Handi-hour Crafting: Paper Wreaths

Date
  • GLORIA KENYON: Hi, I’m Gloria Kenyon, Public Programs Coordinator for the Smithsonian American Art Museum and Renwick Gallery, and today I’m joined by Libby Weiler for our Handi-Hour craft. Libby, what do you do here at SAAM?

    LIBBY WEILER: I do a hodgepodge of things. I’m a photographer. I update the website. I’m a creative person, so I like doing crafts.

    GK: So, this is our flower wreath for our May Handi-Hour craft. This is just scrapbook paper in a variety of different colors. It’s really nice and stiff so it’ll really curl. This is a peony template that I printed from the internet, and so we’re going to use that as our basis. You can do whatever flower you want – roses, daisies. This is just a cardboard wreath base and you can decorate this however you want. We left it really plan for this one.

    So, to get started, and Libby’s already done a couple of her flowers already, we’re just going to trace our flower template. This is a basic peony template and it comes with a variety of different sizes. I just went with four different sizes. So, you just trace these out. I’m just going to do this little one on yellow.

    LW: I have one traced out. Do you want me to cut it out?

    GK: Yeah, go ahead and cut yours out while I’m tracing, and then I’ll cut mine out. This is just the basic method you can do to make this wreath, for any type of flower wreath or any kind of paper, just to get yourself started, get an idea and see what you can do and you can make from it to make it your own.

    LW: And what flower was this?

    GK: This is a peony.

    LW: And why did you decide on this flower?

    GK: I really like peonies, and I really like their structure, so they’re really nice and full, and so I think on a wreath it looks just really good, and clean, and simple. Sometimes I really like simple for a project like this.

    LW: The colors I chose for the purple one here kind of reminded me of the cherry blossoms. Not so much the blue, but this one, when it’s all put together kind of reminded me of that.

    GK: So, now to get these curved petals, as you can see we’ve got a nice little three-dimensional aspect going on there, we’re going to use– this is a letter opener, you can also use a bone folder or a pair of scissors. Libby is going to use the letter opener; I’m going to use the scissors. We’re just going to curl our petals. You want to make sure where you have any pencil or marker where you traced your template out stays on the back of the flower. So, when you curve it, whichever direction you’re curving it, make sure that remains on the back. I’m just going to start curling these up.

    LW: What’s the trick here?

    GK: You take the flat of your scissors or your letter opener, hold it down – I call this the base, where the petal cutout meets the rest of the paper – and just pull. It’s like curling ribbon.

    LW: Okay. When I’m done curling it, would it help if I kind of squish it?

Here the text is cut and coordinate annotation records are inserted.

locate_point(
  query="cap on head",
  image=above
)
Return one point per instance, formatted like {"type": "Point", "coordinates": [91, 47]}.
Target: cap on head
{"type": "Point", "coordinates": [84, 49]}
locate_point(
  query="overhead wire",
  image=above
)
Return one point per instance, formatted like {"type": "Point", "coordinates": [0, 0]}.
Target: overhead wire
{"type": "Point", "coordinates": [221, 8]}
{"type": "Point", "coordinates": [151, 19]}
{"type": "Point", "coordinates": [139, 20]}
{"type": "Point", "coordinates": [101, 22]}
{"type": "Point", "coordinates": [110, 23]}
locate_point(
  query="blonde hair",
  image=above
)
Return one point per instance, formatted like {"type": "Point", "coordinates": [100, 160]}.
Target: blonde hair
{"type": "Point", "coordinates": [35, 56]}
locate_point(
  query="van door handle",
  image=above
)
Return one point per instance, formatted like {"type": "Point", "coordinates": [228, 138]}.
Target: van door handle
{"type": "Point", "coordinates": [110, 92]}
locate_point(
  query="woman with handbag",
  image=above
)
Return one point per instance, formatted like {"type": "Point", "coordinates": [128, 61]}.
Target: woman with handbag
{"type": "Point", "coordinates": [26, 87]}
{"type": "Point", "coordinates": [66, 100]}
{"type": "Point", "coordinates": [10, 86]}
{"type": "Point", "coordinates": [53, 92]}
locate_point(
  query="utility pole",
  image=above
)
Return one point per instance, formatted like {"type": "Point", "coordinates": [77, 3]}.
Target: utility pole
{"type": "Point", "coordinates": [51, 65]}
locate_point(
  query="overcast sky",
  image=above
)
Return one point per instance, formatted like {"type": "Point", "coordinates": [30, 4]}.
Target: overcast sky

    GK: Yeah, that helps it keep its shape. It’s kind of– if you ever bake, and you know, bread dough has elasticity, paper has elasticity, too. So it just curls up and remembers where it’s supposed to go. I like to stack them up as I’m curling them so they stay together, kind of get to know each other.

    LW: How’s that looking?

    GK: It looks really good. You can actually start gluing those while I’m finishing up here. So take them apart. A glue stick works really well for this. So, just take your glue and just make a little dot right in the center of your flower.

    LW: And then you just put one on top?

    GK: Yep, and then when you line them up– so put it on top and then kind of adjust it so that where your petals separate - perfect – you get a nice overlap, so you don’t have any gaps or holes. So, you can take your wreath from and glue those onto your wreath now.

    LW: I'm going to do like you did and do every other one.

    GK: You can alternate, and you just space them out how you want. I space mine apart a little bit, kind of using this hole for the rope, and you can string– Libby already strung hers, I like to string mine last, you can string it before. And I like to place my leaves kind of around to help me guide where I’m going to put my flowers. Once I placed these two flowers, I realized I needed a little bit more of a leaf here. So, I just free-handed my leaf shape. If you’re really into botany, you can make your leaves match the actual flowers. I just made a really generic leaf shape, so I’m just going to cut those out and glue that on to fill in my wreath.

    LW: And I already have some cut out, so I’m just going to go ahead and stick them in there.

    GK: Yep. This is a really fast, fun, easy craft.

    LW: Oh, I like what you’re doing there. You’re putting a center in it.

    GK: Yeah, so just put a nice center in, a nice little contrast to give it an extra pop of color. Got this, and just fill the rest in with my different colors and my leaves, and then when it’s all done– Libby already strung hers, but I’ll just string my cord through. You can do a nice colored ribbon, you can do a nice piece of cotton. This is just nice fiber to match the cardboard. So, there you go, and this is what a finished one looks like. Thanks so much for joining me today, Libby.

    LW: Yeah!

    GK: See you next time.

    Public Programs Coordinator Gloria Kenyon demonstrates crafting for the next Handi Hour program at the Renwick Gallery of the Smithsonian American Art Museum.